Metabolic changes of human induced pluripotent stem cell-derived cardiomyocytes and teratomas after transplantation

Cardiac regenerative therapy using human induced pluripotent stem cell-derived cardiomyocytes (hiPSC-CMs) has been applied in clinical settings. Herein, we aimed to investigate the in vivo metabolic profiles of hiPSC-CM grafts. RNA sequencing and imaging mass spectrometry were performed in the present study, which revealed that hiPSC-CM grafts matured metabolically over time after transplantation. Glycolysis, which was active in the hiPSC-CM grafts immediately after transplantation, shifted to fatty acid oxidation. Additionally, we examined the metabolic profile of teratomas that may form when non-CMs, including undifferentiated hiPSCs, remain in transplanted cells.

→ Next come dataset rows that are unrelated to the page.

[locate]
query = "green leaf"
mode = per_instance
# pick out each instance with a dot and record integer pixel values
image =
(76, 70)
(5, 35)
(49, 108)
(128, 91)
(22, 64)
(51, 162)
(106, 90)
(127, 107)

The upregulated gene expression of amino acid transporters and the high accumulation of amino acids, such as methionine and aromatic amino acids, were observed in the teratomas. We show that subcutaneous teratomas derived from undifferentiated hiPSCs can be detected in vivo using positron emission tomography with [18F]fluorophenylalanine. These results provided insights into the clinical application of cardiac regenerative therapy. Overall design: We evaluated gene expressions of human induced pluripotent stem cell-derived cardiomyocyte (hiPSC-CM) tissues and hiPSC-derived teratomas by using RNA-seq two, four and twelve weeks after transplantation of hiPSC-CMs or hiPSCs to the hearts of immunodeficient mice.